The decimal separator can depend on context. For example, in Switzerland, the comma is used as the decimal separator for most situations, but the dot is used for currencies.
Number grouping and separation
To make it easier to read large numbers, grouping can be used for both the integer and fractional part of the number. European languages often use groups of three digits based on the 10^3 names of higher power numbers, whereas China, Japan, and Korea can use groups of four digits based on the 10^4 names of higher power numbers.
The South Asian grouping system used in countries/regions like India starts grouping at four digits, then every second power of 10. For example, 10^7 is represented as 1,00,00,000.

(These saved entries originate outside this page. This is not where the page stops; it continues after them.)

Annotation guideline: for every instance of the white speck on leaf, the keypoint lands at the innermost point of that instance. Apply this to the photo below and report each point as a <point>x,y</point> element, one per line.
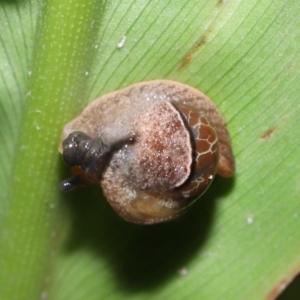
<point>122,42</point>
<point>182,271</point>
<point>250,219</point>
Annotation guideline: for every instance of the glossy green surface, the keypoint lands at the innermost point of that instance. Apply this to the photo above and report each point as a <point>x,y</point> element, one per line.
<point>241,241</point>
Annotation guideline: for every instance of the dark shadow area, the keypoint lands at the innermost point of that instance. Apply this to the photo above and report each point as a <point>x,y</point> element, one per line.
<point>142,257</point>
<point>292,292</point>
<point>13,1</point>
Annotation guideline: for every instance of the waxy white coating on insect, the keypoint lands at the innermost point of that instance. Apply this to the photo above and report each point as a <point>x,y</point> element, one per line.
<point>171,140</point>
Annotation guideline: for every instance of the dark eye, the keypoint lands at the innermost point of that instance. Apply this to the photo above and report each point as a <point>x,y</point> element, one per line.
<point>153,147</point>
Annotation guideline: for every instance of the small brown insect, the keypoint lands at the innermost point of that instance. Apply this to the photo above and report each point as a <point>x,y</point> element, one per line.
<point>153,147</point>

Digit grouping rules can specify when grouping should occur. In Germany, the DIN 1333 standard specifies that a space should be used as a separator starting at five digits, so a four-digit number could be shown as 1234 but a five-digit number should be shown as 12 345. The standard might differ from normal use, which for Germany is using the dot as the grouping separator (12.345).

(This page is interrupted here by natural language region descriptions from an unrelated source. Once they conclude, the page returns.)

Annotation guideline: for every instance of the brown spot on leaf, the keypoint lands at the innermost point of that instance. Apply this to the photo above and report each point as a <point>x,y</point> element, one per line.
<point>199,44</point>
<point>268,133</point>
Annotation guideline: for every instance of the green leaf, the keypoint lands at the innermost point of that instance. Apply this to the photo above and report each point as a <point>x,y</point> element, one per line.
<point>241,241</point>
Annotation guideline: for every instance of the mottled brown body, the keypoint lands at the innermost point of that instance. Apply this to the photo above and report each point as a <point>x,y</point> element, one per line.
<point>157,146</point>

Like decimal separation, various characters can be used as the grouping separator, including space (U+0020), comma (, U+002C), and dot (. U+002E). The separator used can also depend on context. For example, in the United States, the comma is typically used for the grouping separator; however, several publication standards follow international standards in using either a space or a thin space character.
Negative and positive numbers
Negative numbers are typically represented with a prefix of a hyphen-minus character (- U+002D). The plus sign character (+ U+002B) can be used as a prefix for positive numbers. Other formats are also common, including the use of parentheses (( U+0028 and ) U+0029) to represent negative numbers in accounting formats.
Other symbols
In addition to the decimal separator, the grouping separator, and the minus sign, other symbols are frequently used when formatting numbers. These include symbols to represent a percentage, a per mille (parts per thousand) amount, a currency, an approximate value, an exponent, or an approximate value.

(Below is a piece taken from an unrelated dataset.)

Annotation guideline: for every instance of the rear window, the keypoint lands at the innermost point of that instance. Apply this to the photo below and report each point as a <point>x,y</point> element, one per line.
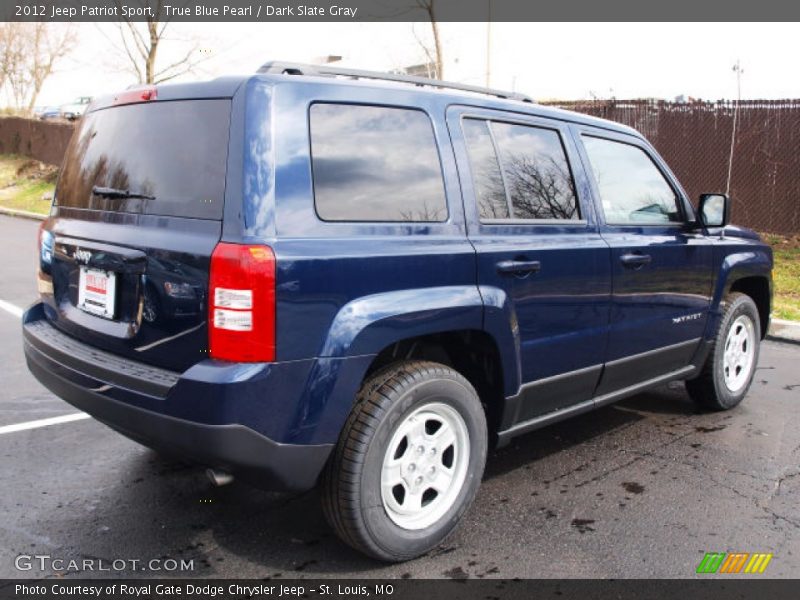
<point>173,154</point>
<point>374,163</point>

Convention or standards might specify the order of the numeric value and the symbols and spaces between symbols and numeric values. For example, a price might be represented as € -1.234,56 in the Netherlands and as -1 234,56 € in France. For more information about currency formatting, see Format currency values.
Choice of digits
As discussed in Numeric notation, there are many different sets of digits used to represent numbers. The choice of digits can depend on the context. Using Microsoft Windows, you can choose when native digits are used. The choices are:
- Context: the digits used depend on the context. For example, if the digits appear in English text, Latin digits are used; if the digits appear in Arabic text, Arabic digits are used.
- Never: Latin digits are always used.
- National: the digits will match the script specified by the locale.
Using locales and libraries, frameworks, and programming languages to format numbers
Localization frameworks and libraries can help you display numbers in the correct format for the user’s locale. Both .NET and ICU provide locale-aware number formatting with defaults for various styles, including currencies, exponents (scientific notation).
While the default behavior for libraries, frameworks, and programming languages for formatting numbers might be sufficient, the frameworks do allow the developer full control when formatting numbers. Some examples of formatting numbers beyond using just digits and symbols include:
- numbers in words: “one-thousand, two hundred and thirty-four”
- ordinal numbers: “1st” or “twenty-third”
- compact forms of numbers: “123K” instead of 123,000
Your framework might support these behaviors by default or might provide a rules-based formatter that allows you to extend the behavior that you need.